• Hospital
  • NHS hospital

Royal Albert Edward Infirmary

Overall: Good read more about inspection ratings

The Elms, Royal Albert Edward Infirmary, Wigan Lane, Wigan, Lancashire, WN1 2NN (01942) 244000

Provided and run by:
Wrightington, Wigan and Leigh Teaching Hospitals NHS Foundation Trust

Report from 12 August 2024 assessment

On this page

Effective

Good

Updated 11 July 2024

Staff planned and delivered care according to best practice and national guidance. Staff protected the rights of patients subject to the Mental Health Act and followed the Code of Practice. The service participated in a range of local and national clinical audits. Staff made sure patients had enough to eat and drink including those with specialist nutrition and hydration needs. Fluid balance charts were not always completed consistently and accurately, but the service had taken actions to improve this.

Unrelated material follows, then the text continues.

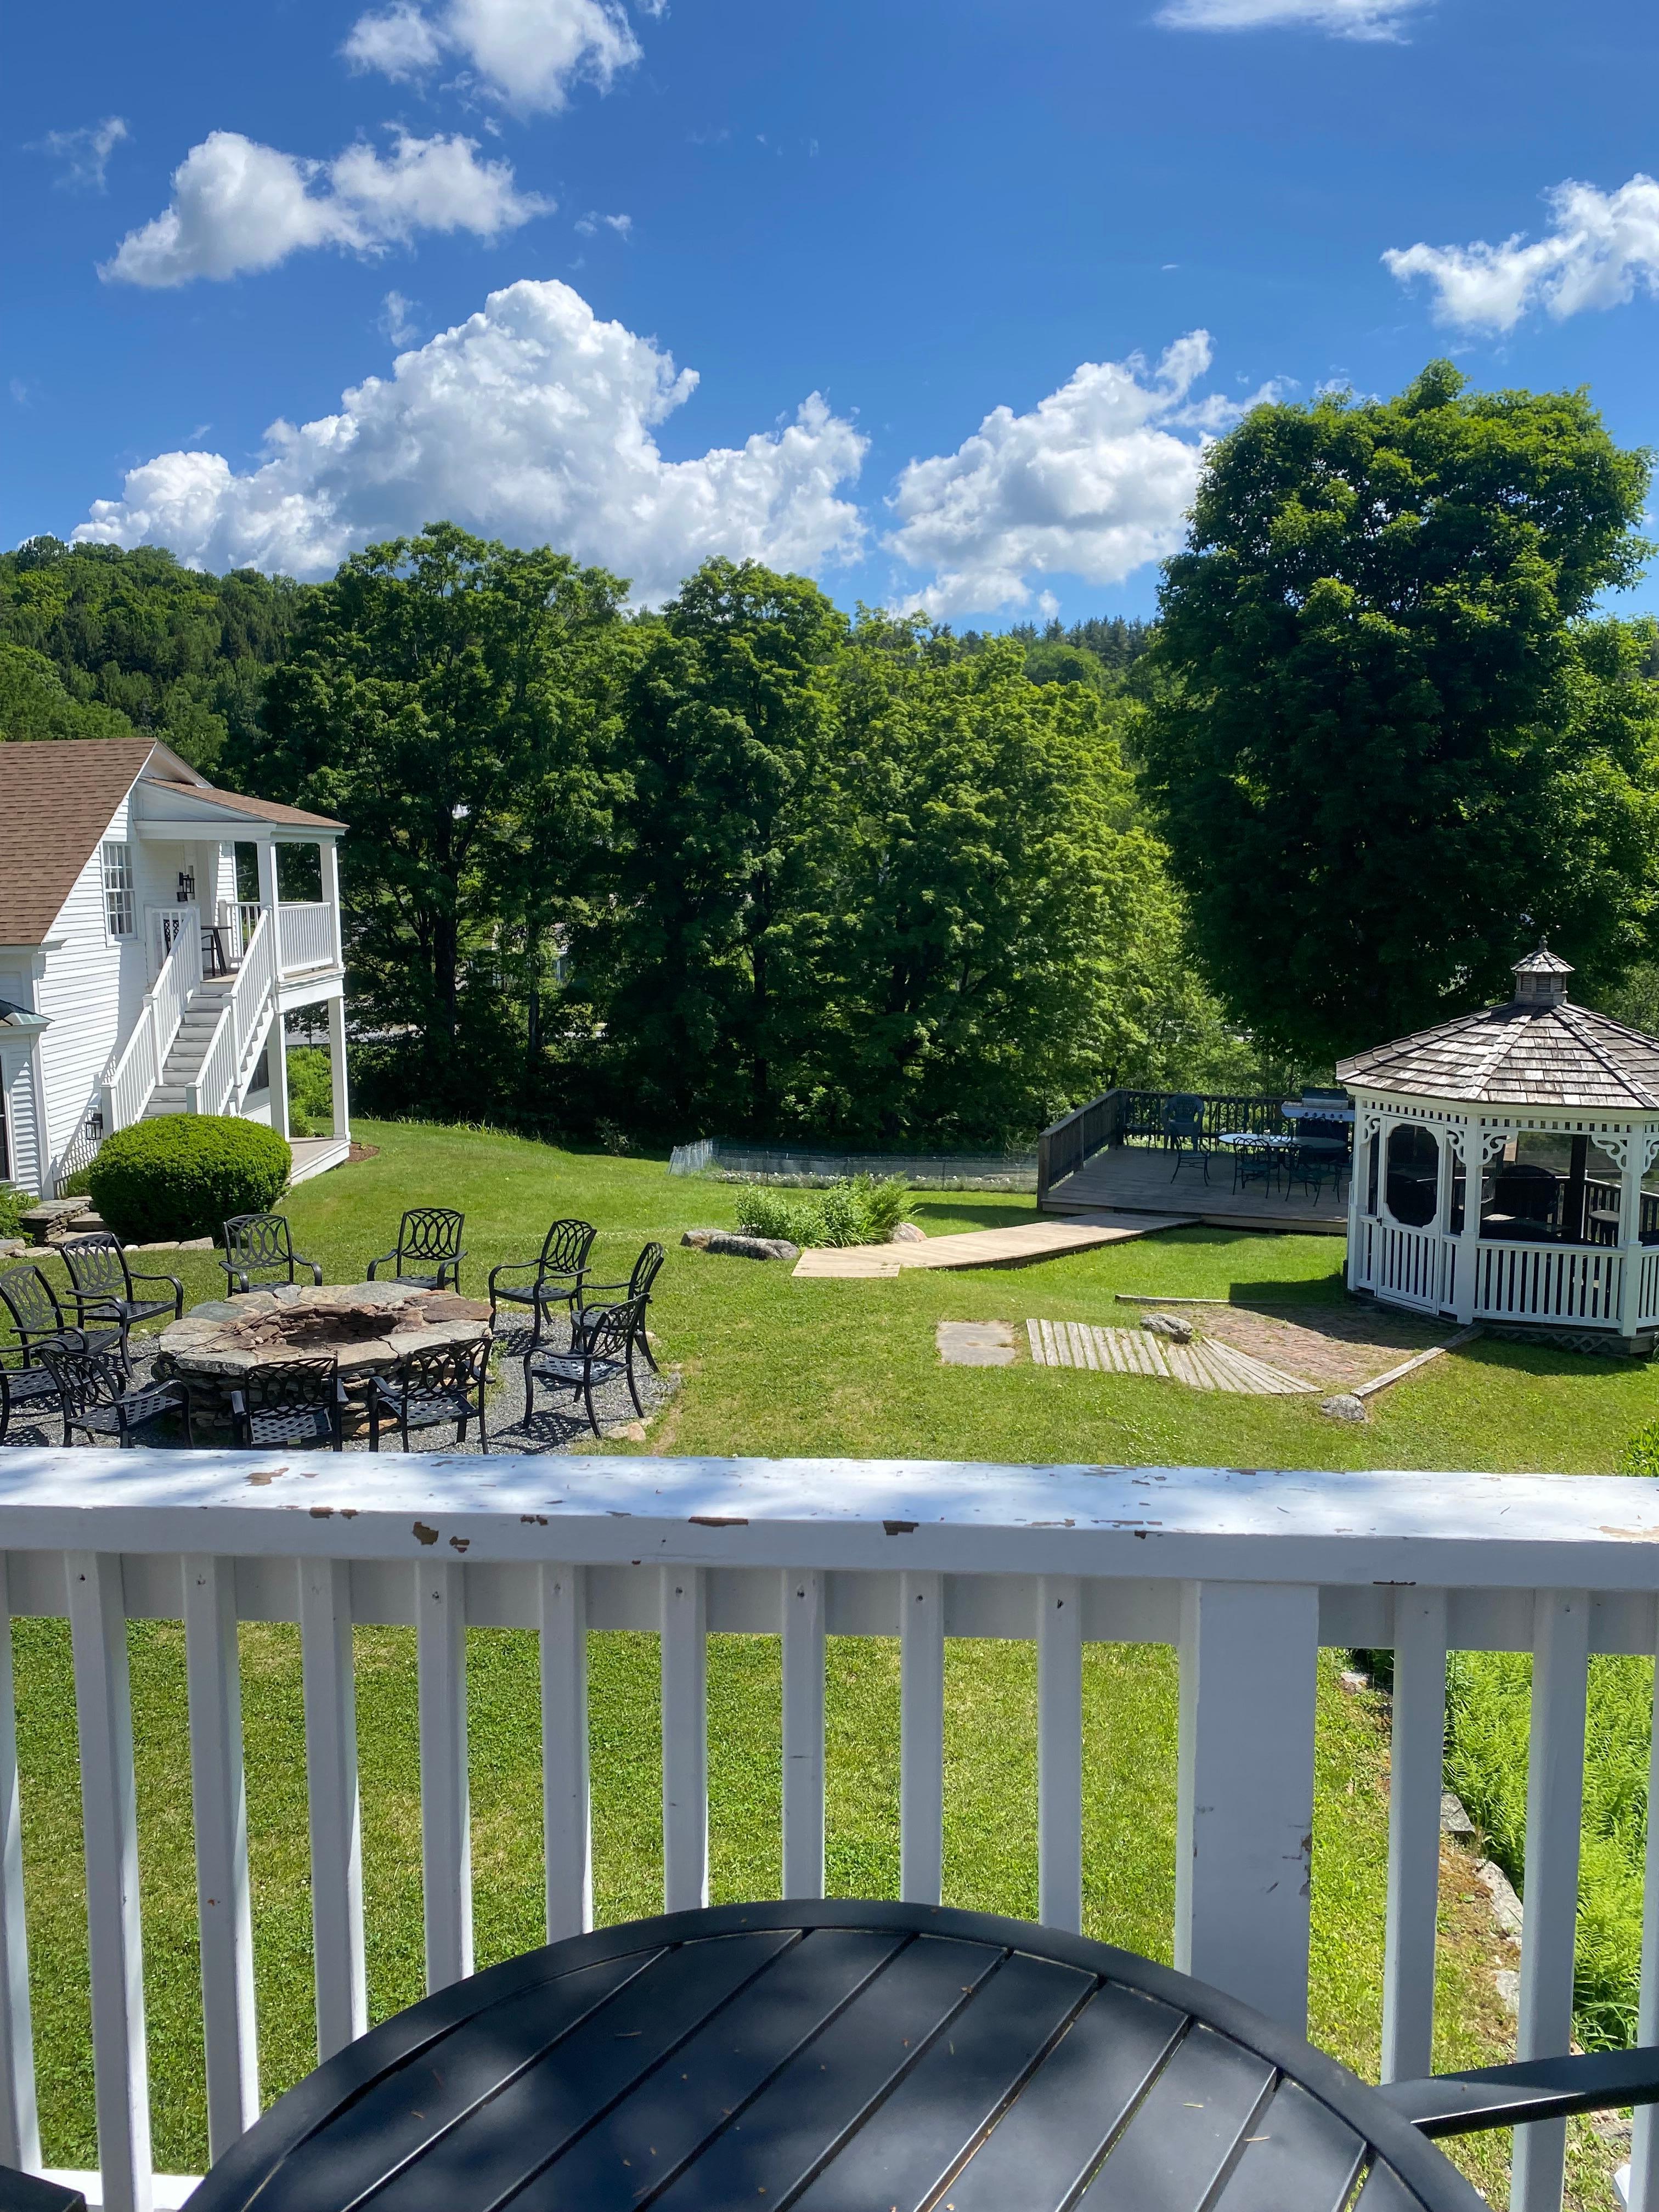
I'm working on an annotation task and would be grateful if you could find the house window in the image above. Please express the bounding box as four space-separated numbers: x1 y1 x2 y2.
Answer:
101 842 135 937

This service scored 75 (out of 100) for this area. Find out what we look at when we assess this area and How we calculate these scores.

Assessing needs

Score: 3

We did not look at Assessing needs during this assessment. The score for this quality statement is based on the previous rating for Effective.

Delivering evidence-based care and treatment

Score: 3

Patients told us staff had informed them about their plan of care. Patients told us their nutrition and hydration needs had been met. Patients and their loved ones who were waiting for treatment in the waiting area had access to jugs of juice and water and hot drinks. They also had vending machines they could access. Corridor patients had access to hot food at dinner time following the division introducing meal trays to accommodate this.

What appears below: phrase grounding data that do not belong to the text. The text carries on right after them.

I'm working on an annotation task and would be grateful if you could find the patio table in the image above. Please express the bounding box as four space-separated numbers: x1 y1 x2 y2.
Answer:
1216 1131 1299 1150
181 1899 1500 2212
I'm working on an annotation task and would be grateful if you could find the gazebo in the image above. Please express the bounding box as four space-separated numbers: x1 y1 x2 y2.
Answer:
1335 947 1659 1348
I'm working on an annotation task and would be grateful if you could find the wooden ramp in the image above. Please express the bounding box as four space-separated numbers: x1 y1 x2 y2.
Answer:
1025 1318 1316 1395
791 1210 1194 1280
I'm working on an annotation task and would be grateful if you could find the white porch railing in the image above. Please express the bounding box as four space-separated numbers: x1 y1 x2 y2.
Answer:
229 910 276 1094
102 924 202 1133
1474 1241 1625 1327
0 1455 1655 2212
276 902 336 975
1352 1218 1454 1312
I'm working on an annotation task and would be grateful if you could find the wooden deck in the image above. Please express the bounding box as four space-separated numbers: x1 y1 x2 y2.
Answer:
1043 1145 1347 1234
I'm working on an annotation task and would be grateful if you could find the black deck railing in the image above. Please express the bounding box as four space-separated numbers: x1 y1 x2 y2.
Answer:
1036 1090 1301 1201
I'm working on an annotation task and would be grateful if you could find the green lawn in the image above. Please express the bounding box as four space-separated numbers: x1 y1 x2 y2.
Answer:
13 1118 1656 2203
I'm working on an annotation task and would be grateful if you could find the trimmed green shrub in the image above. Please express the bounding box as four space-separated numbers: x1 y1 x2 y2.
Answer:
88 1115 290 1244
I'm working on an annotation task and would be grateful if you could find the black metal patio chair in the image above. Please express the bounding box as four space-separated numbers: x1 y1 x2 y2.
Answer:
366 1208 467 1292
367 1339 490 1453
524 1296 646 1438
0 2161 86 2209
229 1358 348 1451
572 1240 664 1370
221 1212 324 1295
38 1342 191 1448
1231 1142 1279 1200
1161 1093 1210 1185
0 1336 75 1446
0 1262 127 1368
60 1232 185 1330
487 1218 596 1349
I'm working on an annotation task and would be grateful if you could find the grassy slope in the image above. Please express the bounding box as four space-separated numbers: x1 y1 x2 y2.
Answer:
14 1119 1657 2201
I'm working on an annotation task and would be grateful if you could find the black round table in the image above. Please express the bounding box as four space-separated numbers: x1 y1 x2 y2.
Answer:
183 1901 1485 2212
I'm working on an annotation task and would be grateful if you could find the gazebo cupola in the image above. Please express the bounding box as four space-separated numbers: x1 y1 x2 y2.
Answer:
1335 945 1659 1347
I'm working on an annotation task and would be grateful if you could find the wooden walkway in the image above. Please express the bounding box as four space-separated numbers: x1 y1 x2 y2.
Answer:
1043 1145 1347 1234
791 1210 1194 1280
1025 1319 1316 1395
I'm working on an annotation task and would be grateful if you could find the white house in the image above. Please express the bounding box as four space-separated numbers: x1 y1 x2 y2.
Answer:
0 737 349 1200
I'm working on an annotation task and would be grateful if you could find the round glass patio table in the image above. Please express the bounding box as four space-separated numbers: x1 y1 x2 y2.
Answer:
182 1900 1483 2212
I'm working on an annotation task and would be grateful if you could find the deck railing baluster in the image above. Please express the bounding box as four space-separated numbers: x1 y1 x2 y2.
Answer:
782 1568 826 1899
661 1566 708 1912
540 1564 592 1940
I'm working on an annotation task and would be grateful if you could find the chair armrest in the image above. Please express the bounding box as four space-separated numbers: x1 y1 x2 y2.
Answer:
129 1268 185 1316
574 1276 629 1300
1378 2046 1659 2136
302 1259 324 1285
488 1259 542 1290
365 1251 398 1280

Staff told us they followed care pathways based on national guidelines and knew how to access clinical pathways and guidance when needed. Senior managers told us they participated in local and national clinical audits and audit findings were reviewed as part of monthly departmental governance meetings and as part of trust-wide clinical audit and effectiveness meetings, that were held every 3 months. The lead nurse for the emergency department told us they were aware of shortfalls in fluid balance document completion and had identified this as a training issue for bank, agency and newly appointed nurses. The lead nurse told us the practice educator had been providing additional training and support for individual staff in order to improve compliance.

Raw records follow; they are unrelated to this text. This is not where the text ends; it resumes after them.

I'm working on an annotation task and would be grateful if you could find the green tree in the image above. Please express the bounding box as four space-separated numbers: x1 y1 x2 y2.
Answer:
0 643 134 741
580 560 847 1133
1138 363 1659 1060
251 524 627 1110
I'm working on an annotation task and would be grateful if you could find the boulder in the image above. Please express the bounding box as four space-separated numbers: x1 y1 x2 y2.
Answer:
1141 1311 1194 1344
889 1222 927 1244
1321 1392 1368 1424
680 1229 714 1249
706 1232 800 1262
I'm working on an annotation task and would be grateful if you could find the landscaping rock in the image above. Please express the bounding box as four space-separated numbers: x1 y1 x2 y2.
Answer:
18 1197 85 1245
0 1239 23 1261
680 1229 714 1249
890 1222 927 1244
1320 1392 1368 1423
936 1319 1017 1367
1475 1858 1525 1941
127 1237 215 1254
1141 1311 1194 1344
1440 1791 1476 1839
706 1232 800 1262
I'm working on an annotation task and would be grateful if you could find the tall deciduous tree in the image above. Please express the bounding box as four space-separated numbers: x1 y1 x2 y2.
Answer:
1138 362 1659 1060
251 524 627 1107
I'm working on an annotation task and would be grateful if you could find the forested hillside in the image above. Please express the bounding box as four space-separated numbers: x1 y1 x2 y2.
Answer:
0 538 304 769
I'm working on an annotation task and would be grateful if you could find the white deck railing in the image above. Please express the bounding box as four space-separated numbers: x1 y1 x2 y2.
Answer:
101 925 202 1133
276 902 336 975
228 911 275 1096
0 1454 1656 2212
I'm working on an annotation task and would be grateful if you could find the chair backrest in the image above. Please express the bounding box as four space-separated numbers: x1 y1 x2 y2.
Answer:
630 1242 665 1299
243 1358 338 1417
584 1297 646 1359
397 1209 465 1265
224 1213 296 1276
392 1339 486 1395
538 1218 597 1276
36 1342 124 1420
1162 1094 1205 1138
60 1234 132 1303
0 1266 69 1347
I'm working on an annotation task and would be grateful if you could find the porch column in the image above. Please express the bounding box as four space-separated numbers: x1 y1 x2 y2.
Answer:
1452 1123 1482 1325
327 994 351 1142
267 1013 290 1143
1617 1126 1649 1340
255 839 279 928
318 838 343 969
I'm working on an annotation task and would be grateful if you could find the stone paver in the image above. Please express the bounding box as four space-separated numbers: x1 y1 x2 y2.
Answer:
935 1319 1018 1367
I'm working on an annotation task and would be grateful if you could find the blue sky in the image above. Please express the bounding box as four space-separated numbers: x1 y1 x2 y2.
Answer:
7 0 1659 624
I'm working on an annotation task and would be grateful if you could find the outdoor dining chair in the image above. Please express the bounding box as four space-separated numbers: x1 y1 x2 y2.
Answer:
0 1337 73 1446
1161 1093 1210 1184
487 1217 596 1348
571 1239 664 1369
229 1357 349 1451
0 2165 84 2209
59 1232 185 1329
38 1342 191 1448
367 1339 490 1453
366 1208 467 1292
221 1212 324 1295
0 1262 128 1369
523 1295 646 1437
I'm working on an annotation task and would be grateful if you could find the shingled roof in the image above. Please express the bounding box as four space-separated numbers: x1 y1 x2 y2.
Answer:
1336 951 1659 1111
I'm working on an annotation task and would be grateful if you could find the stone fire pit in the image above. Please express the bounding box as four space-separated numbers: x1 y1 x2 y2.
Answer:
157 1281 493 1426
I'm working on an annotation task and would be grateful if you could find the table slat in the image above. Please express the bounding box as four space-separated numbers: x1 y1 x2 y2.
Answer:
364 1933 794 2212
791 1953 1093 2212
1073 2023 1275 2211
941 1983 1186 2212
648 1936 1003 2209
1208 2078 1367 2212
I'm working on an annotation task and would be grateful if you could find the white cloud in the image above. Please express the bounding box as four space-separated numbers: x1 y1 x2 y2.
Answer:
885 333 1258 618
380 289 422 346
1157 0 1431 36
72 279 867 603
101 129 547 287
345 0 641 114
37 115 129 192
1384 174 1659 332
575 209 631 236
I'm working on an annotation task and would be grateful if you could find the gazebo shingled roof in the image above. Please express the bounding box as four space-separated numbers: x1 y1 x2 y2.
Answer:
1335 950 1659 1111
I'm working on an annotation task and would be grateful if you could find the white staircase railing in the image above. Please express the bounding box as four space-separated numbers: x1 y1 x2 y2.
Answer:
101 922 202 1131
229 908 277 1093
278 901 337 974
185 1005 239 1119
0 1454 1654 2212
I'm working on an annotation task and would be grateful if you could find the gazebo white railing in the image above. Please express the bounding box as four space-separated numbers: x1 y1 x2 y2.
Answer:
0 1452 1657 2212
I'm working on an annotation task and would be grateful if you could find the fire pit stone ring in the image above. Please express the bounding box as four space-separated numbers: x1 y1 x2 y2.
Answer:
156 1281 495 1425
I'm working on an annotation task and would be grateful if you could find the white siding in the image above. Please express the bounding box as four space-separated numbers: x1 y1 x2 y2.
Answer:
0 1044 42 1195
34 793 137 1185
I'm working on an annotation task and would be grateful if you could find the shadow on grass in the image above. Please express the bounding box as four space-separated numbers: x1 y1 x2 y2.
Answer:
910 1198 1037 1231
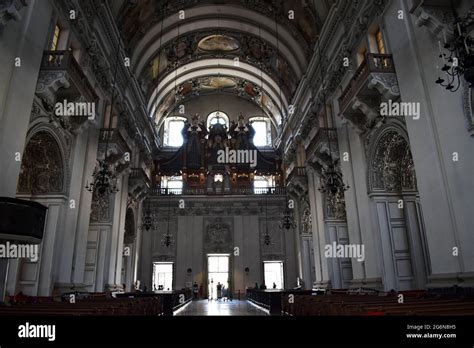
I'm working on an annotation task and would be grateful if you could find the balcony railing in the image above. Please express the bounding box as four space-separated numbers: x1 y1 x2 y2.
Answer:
41 50 97 102
99 128 120 143
338 53 395 113
149 187 286 196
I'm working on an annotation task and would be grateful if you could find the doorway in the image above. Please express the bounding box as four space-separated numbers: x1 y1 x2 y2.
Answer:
263 261 284 289
152 262 173 291
207 254 229 300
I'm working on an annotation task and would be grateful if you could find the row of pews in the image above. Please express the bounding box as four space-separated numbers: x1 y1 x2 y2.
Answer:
247 288 474 316
0 289 192 316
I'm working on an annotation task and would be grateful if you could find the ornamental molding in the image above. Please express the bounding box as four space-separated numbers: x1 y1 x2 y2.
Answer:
412 4 454 40
204 217 233 254
0 0 28 28
367 121 417 193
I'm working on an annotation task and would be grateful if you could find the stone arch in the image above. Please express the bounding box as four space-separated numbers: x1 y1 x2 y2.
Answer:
368 124 417 193
17 130 65 194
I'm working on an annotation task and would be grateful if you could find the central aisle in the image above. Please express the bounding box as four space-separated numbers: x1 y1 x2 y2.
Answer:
175 300 268 316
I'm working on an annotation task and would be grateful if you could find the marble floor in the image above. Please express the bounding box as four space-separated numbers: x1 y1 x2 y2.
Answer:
175 299 268 316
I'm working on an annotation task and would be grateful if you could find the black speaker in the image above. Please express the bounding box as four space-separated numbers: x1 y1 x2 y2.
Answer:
0 197 47 244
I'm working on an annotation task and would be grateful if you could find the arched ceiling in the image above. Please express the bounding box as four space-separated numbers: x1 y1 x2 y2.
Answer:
115 0 323 129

Staff followed up-to-date policies to plan and deliver care according to best practice and national guidance, such as from the National Institute for Health and Care Excellence (NICE) and Royal College of Emergency Medicine (RCEM) clinical guidelines. Staff used a range of care pathways for adults and children, in line with national guidance, such as for sepsis, asthma, diabetes, head or cervical spinal injuries, severe headaches, frail and elderly trauma, major trauma and upper gastrointestinal haemorrhage. We reviewed a selection of care pathways and found they were up to date and reflected national guidelines. Staff protected the rights of patients subject to the Mental Health Act and followed the Code of Practice. Patients presenting in the emergency department with mental health needs could access specialist support. The service participated in a range of local and national clinical audits. Audit findings were reviewed to monitor compliance against local and national standards and action plans and planned re-audits were in place where further improvement was identified. Staff made sure patients had enough to eat and drink including those with specialist nutrition and hydration needs. Staff used a nationally recognised screening tool to monitor patients at risk of malnutrition. Where patients were identified as at risk, staff completed patients’ fluid and nutrition charts. We found information such as fluid input and output was not completed consistently and accurately in patient records. A fluid balance action plan was in place to improve compliance. The weekly fluid balance chart audit results showed staff compliance in the completion of fluid balance records was below expected levels but this had improved recently.

How staff, teams and services work together

Score: 3

We did not look at How staff, teams and services work together during this assessment. The score for this quality statement is based on the previous rating for Effective.

Supporting people to live healthier lives

Score: 3

We did not look at Supporting people to live healthier lives during this assessment. The score for this quality statement is based on the previous rating for Effective.

Monitoring and improving outcomes

Score: 3

We did not look at Monitoring and improving outcomes during this assessment. The score for this quality statement is based on the previous rating for Effective.

We did not look at Consent to care and treatment during this assessment. The score for this quality statement is based on the previous rating for Effective.